Dopo la formidabile full immersion nel bizzarro cinema di genere Australiano anni ’70 ed ’80 (Not quite Hollywood), Hartley ci riprova riportando alla luce – sempre attraverso la forma documentario che gli è più nelle corde – il cinema di genere Filippino, ben conosciuto ai frequentatori degli scomparsi drive-in statunitensi e tuttora ricordato per i suoi eccessi grotteschi.
“Dai primi anni ’70 fino agli anni ’90 le Filippine sono state il rifugio per uno stuolo di registi rinnegati e visionari. Il Paese è offriva manodopera a costi ridotti, località esotiche e totale mancanza di regole e restrizioni professionali. Una travolgente marea di produzioni a basso costo segneranno così la storia del cinema Filippino, riflesso dell’energia espressiva della contemporanea cultura Filippina. Queste produzioni (soprattutto film di mostri, WIP ed ibridazioni fra blaxploitation ed action-kung fu) sono state miracolosamente girate in un momento di forte repressione politica. Ma questa è stata una pazza rivoluzione artistica che anche il dittatore di Marcos non ha potuto debellare!”
Come chiariranno fin da subito John Landis e Joe Dante, due tra le più grandi rivelazioni della factory Corman (anch’egli intervistato), il cinema di genere Filippino e le successive coproduzioni con finanziamenti americani rispondevano deliberatamente alla “regola delle 3 B”: Blood, Breasts e Beasts. Formula perfetta per sintetizzare la miriade di titoli che caratterizzò il filone, da The big doll house di Jack Hill, passando per La bestia di sangue di Eddie Romero, T.N.T. Jackson del grande Cirio H. Santiago fino all’assurdo For Y’ur Height Only di Eddie Nicart, solo per menzionarne alcuni.

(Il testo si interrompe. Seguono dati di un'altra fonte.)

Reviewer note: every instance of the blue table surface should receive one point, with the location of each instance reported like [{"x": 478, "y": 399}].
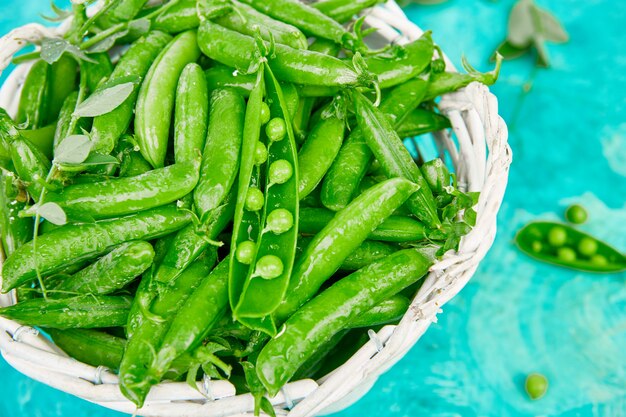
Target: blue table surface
[{"x": 515, "y": 316}]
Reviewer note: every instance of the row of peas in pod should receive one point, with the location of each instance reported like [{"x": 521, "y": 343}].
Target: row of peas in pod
[{"x": 220, "y": 188}]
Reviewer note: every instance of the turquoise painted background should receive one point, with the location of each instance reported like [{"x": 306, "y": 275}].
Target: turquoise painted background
[{"x": 516, "y": 316}]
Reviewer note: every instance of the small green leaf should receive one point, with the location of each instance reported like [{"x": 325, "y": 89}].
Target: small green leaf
[
  {"x": 105, "y": 100},
  {"x": 73, "y": 150},
  {"x": 53, "y": 213}
]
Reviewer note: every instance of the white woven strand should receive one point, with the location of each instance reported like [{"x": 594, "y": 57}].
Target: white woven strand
[{"x": 473, "y": 114}]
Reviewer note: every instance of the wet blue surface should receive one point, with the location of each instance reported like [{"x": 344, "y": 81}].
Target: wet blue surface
[{"x": 516, "y": 316}]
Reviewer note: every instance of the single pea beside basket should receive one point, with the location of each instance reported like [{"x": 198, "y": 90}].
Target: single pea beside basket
[{"x": 478, "y": 150}]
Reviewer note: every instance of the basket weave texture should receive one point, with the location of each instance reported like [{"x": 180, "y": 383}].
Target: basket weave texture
[{"x": 481, "y": 157}]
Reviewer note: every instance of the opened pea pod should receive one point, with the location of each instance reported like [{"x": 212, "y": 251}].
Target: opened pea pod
[{"x": 562, "y": 245}]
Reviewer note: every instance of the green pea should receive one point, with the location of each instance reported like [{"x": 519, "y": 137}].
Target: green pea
[
  {"x": 557, "y": 236},
  {"x": 276, "y": 129},
  {"x": 587, "y": 246},
  {"x": 260, "y": 154},
  {"x": 280, "y": 221},
  {"x": 255, "y": 199},
  {"x": 536, "y": 386},
  {"x": 566, "y": 254},
  {"x": 269, "y": 267},
  {"x": 245, "y": 252},
  {"x": 280, "y": 171},
  {"x": 576, "y": 214},
  {"x": 265, "y": 113},
  {"x": 599, "y": 260}
]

Un viaggio incredibile che non risparmia momenti di profonda analisi, ad esempio in merito alla totale assenza sicurezze minime durante le scene d’azione (quasi sempre accompagnate da esplosioni e/o cadute di stunt da altezze improbabili). Così come non è tralasciato il noto suicidio artistico di Francis Ford Coppola durante la lavorazione di Apocalypse Now, avvenuta proprio nelle Filippine durante la “stagione delle piogge”, quando un violento tifone distrusse completamente il set e l’esercito del dittatore Marcos – coinvolto direttamente nelle riprese – diede più di una grana al regista.
Un periodo storico, sociale e creativo che tutte le star coinvolte nel documentario definiscono, a ragione, irripetibile. Principalmente per l’approccio anarchico e scorretto alle vicende narrate, sempre eccessivo e platealmente maschilista, libero dai vincoli perbenisti e moderati delle produzioni americani coeve. In seconda istanza per ragioni di carattere produttivo, in quanto erano le storie (talvolta la sola idea di base) a rendere il titolo appetibile ed originale, nonostante i budget risicati ed i limiti evidenti del cast artistico. Se si perdona il risultato fruibile al quale gli 84 minuti di montato finale devono necessariamente rispondere, Machete maidens unleashed! rapprensenta un ulteriore tassello a quel filologico, religioso recupero che Hartley sembra ormai aver sposato nella propria poetica filmica. Complimenti.